Surpreendemo-nos cada vez que os Evangelhos nos recordam que Cristo declarou «bem-aventurados os que sofrem…», «bem-aventurados os que choram…». Por que razão o próprio Jesus chorou? Por que é que a pregação cristã nos exorta a pedir a Deus o dom de lágrimas?

Numa das páginas mais poéticas do Antigo Testamento, Deus promete que nos tirará o coração de pedra e nos dará um coração de carne. Porque, de facto, a impermeabilidade à desgraça alheia tira a vida ao coração humano. Uma pessoa incapaz de sofrer é como um cadáver empedernido.

Dá pena —ou riso— a caricatura do Lord britânico, que reprime as suas emoções a ponto de olhar o seu palácio reduzido a cinzas comentando sem levantar a voz: «estou convencido de que o meu palácio ficou completamente destruído». Sufocar os sentimentos é tão horrível como calçar aqueles sapatos, tradicionais nalgumas culturas, que deformavam os ossos dos pés para os tornar mais bonitos.

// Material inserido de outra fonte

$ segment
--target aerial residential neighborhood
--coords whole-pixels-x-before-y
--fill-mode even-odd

Emocionar-se é uma riqueza que temos de dominar e cultivar. O exagero fleumático é a reacção desproporcionada ao descontrolo irracional das emoções. A aparência de invulnerabilidade é a máscara do orgulho e a cegueira espiritual de quem vive na irrealidade. Os próprios pecados? Não vi. Os necessitados à minha beira? Quero-os longe. A alegria? Incomoda-me o barulho, guardo-as para mim.

Deus nos livre das máscaras impassíveis! E nos dê um coração vibrante, expansivo!

O Papa fala quase todos os dias da sua querida Ucrânia, flagelada pela cruel invasão dos russos. Esqueço-me da desgraça dos ucranianos?

O Papa lembra as multidões pobres da África que fogem da guerra e da miséria. Vejo-os como perturbação da minha segurança e do meu conforto?

Há guerras e convulsões em muitas partes do mundo, povo inteiros subjugados por ditaduras comunistas. Ignoro, como se fosse outro planeta?

Há famílias desunidas, crianças abandonadas, idosos sozinhos. Não tenho que ver com isso? Muitas crianças morrem abortadas e a sociedade mobiliza-se para eutanisear os idosos. Ignoro?

O medo de sofrer, de interagir com os outros, paralisa a mensagem evangélica. Jesus falava em «ir por todo o mundo e pregar o Evangelho». A primeira Exortação Apostólica do Papa Francisco chamou-se «Evangelii gaudium» (a alegria do Evangelho), porque o anúncio da felicidade deveria correr de pessoa em pessoa. Onde está o meu sentido de responsabilidade em relação a Deus e à Igreja e em relação aos outros? Partilho com entusiasmo a alegria da fé?

A pressa de transmitir a fé, sinal de amizade, de vida feliz, que sabe comunicar-se, tem sido o tema tratado pelo Papa nas últimas audiências.

Em contrapartida, quando o reumatismo espiritual, que fecha as pessoas no seu conforto, contagia morte. As armas de destruir povos inteiros, como quem mata baratas, são o paradigma desta atitude. Alguns confiam nelas para obter a paz, justificando-se com eufemismos: a dissuasão nuclear, o equilíbrio das forças, etc. Especialmente os últimos Papas, de João XXIII, a Paulo VI, a João Paulo II, a Bento XVI, a Francisco, condenaram essa loucura. O Concílio Vaticano II reforçou a posição.

Esta semana, o Papa Francisco escreveu uma Carta a comemorar os 60 anos de uma Encíclica de João XXIII sobre a paz, em que repete a mensagem de sempre:

«O uso da energia atómica para fins bélicos é imoral, como é imoral possuir armas nucleares».

Quando a humanidade recusa sofrer, degrada-se. Os povos que buscam falsas seguranças, entregam a esperança da paz às armas da morte. Pelo contrário, quem vibra com empatia e sentido de missão, leva a alegria do Evangelho a todo o mundo.